Antihistamines are commonly used to relieve allergy symptoms and are effective in managing conditions triggered by excess histamine, which is a compound produced by the body’s immune system. However, some non-steroidal antihistamines have been shown to act quickly but may cause adverse effects, such as organ damage (12). Dhananjayadi Vati is a formulation mentioned in the Yogaratnakara text under Kasa Chikitsa. It consists of eight ingredients in equal proportions, with Ardraka Swarasa used as the Bhavana Dravya and it is prepared using the Niragni method (13). There is a continuous need to explore and expand therapeutic options beyond the current ones. The standard operating procedures for preparing Dhananjayadi tablets (Vati), along with their quality assurance parameters and pharmacodynamics, have not yet been established. Therefore, this study aims to conduct a pharmaceutical-analytical investigation of Dhananjayadi Vati and assess its antihistamine activity.

Primary objective:

1. To prepare Dhananjayadi tablet (Vati) according to classical reference and to develop a standard operating procedure for manufacturing Dhananjayadi Vati.

2. To analyse the Dhananjayadi tablet (Vati) for quality assurance.

Secondary objective:

1. In-vitro assessment of the antihistaminic activity of the Dhananjayadi tablet (Vati).
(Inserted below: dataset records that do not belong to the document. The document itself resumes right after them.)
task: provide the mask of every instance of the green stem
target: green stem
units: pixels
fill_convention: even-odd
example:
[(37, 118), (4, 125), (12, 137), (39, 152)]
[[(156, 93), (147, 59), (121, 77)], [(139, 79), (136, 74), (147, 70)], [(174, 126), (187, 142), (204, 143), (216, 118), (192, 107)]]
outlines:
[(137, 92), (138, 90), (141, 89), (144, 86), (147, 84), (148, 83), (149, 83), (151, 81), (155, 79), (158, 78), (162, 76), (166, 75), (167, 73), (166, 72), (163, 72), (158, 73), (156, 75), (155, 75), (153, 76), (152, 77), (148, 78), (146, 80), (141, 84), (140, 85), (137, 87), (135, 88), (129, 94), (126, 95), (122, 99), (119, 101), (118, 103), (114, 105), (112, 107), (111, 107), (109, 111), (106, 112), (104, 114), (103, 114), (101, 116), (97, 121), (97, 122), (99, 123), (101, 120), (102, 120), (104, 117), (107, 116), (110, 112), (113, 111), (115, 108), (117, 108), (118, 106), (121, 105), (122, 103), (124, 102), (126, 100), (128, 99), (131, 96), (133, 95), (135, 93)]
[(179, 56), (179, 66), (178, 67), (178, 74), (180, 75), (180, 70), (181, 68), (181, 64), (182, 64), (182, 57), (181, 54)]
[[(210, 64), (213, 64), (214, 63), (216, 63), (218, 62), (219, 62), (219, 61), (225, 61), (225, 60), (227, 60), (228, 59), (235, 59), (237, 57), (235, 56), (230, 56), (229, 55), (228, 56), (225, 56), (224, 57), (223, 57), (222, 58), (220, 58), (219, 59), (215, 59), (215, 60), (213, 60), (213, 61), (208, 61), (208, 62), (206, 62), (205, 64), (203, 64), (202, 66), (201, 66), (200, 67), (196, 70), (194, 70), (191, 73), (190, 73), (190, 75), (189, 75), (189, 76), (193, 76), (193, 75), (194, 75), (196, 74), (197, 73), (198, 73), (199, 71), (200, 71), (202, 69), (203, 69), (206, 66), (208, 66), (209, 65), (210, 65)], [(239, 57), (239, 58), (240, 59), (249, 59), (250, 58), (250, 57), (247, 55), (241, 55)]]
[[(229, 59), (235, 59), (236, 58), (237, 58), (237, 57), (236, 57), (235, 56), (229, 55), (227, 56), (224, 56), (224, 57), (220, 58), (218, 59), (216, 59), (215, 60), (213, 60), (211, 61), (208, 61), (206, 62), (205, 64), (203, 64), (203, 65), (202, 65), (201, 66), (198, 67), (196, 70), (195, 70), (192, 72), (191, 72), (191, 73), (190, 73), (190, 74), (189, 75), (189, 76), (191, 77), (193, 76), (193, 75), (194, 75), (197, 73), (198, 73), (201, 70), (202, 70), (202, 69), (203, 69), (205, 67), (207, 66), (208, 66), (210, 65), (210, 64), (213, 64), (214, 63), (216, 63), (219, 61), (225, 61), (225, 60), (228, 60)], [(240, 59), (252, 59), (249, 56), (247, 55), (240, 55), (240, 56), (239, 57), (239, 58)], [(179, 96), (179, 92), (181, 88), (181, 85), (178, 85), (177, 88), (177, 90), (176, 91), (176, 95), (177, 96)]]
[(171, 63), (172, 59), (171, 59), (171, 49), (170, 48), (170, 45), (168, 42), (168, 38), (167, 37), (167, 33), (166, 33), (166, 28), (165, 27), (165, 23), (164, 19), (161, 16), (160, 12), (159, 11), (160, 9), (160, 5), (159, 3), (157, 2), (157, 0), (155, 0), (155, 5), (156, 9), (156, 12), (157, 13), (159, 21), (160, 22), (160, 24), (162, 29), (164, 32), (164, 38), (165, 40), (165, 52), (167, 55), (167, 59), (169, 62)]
Null hypothesis: The Dhanjayadi tablet (Vati) will not demonstrate significant antihistaminic activity.

Alternate hypothesis: Dhanjayadi tablet (Vati) will demonstrate a significant antihistaminic activity.

Review Of Literature

Vati Kalpana plays a crucial role in Ayurvedic pharmaceutics due to its various advantages. Dhananjayadi Vati is one such formulation referenced in the Kasa Chikitsa Adhyaya of Yogaratnakara (7),(8).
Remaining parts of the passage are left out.